Мы уже успели умилиться артельной теплоте и общинному локтю; вялые обсценности хорошо одетых автовладельцев – и ленивые их наставления («Лопаты нет? От ты бля, кто ж так живет? Нормальные люди без лопаты ни шагу!») перемежались низовым воодушевлением камуфляжа: «Не ссы, брат! Шофер шофера не бросит!» На просьбу о лопате «Нива» и «Шевроле» зачем-то пожимали плечами – и отворачивали рыла в великолепном презрении к московским лохам. Типа сам, как хочешь, – они готовы были скорее терпеть пробку, чем снизойти.
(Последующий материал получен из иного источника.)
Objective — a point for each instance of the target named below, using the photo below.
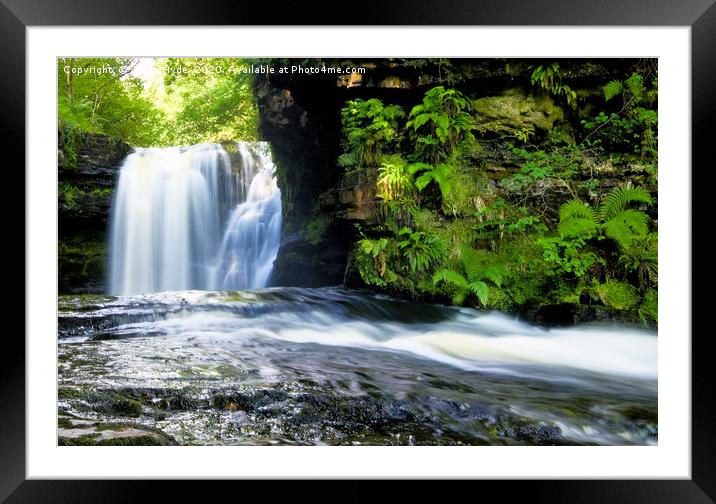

Только водитель УАЗ не пожалел веревки и элегантно, неспешно, уже со второго рывка вытащил машину. Попрощались, разъехались.

Ребром встал вопрос о парковке. Жора Наумович, сам безмашинный, рычал и клокотал: «К снохе ставим, брррат!» – «Нельзя, брат, – сопротивлялся коллега, – на горке наверняка снова завязнет», – но куда там, его уже не слушали, – не успели снять машину с тормозов, как два десятка неотвратимых, тяжелых братских рук подняли, понесли и поставили перед снохой.

Довольные, благостные, они курили и вспоминали, как вытаскивали Сашкину «Ниву», а вот автобус уже не смогли, звали трактор. «Скорая» сюда не доезжает, отказывается. Но мы завсегда. Потому что шофер шофера, брат! – пойдем, накатим по двести. Было три часа дня – разгар вечера по деревенскому времени.

II.

В поселке Ленина около ста дворов, – на зимовку остается около шестидесяти семейств. Александровский район Владимирской области – фактически Подмосковье, и большинство деревень живет от дачников до дачников. Рядом, в Арсаках, бурно отстраиваются краснокаменные дворцы, ветшают хижины, двор пристанционного магазинчика забит кирпичом и брусом, как большой строительный рынок. Дачник – где пришлый москвич или владимирец, а где и свой, наследник поместья, – дает работу, покупает молоко-мясо-овощ, – можно жить. Но в глухую весеннюю пору, в мартовское демисезонье деревня перестает быть частью дачной инфраструктуры и живет своей личной жизнью.

…Последнее увлечение 85-летней Евдокии Алексеевны Буяновой, бывшего монтера на железной дороге и тещи Жоры Наумовича, – переписка с Кремлем. Недавно умер – болел почками – ее 25-летний внук; остались его вдова – Зульмикор и маленький правнук. Зуле, уроженке Ташкента, долго не давали гражданства (вдова – езжай обратно), и бабушка написала Путину про мальчика Тимура, который должен расти в России, и это имело результат, – не гражданство, конечно, но трехлетний вид на жительство у Зули теперь есть. Она живет с бабушкой, свекровью Надей и свекром Жорой, работает на подворье и знает, что Тимур – три года, красоты нездешней, итальянистой, носится с котенком – должен быть русским мальчиком. В поселке Ленина – большой клан ее таджикско-татарской родни; так случилось, что один из дядей в начале девяностых женился на местной девушке, завел хозяйство, стал строиться, – подтянулись остальные. У них, кажется, лучшие дома в поселке, – красивые коттеджи; дети учатся в вузах, в домах компьютеры. Зулин дядя Ильяс, владелец одного из таких домов, спокойно рассказывает о своем бизнесе, в его рассказе, несколько уклончивом, все просто и ясно: надо много работать и хорошо продавать. Зуля смотрит на успешную родню и верит, что у нее тоже все будет хорошо, «видите, можно хорошо жить и на коровности», говорит она, если много и умно работать, будет счастье, достаток, будет все.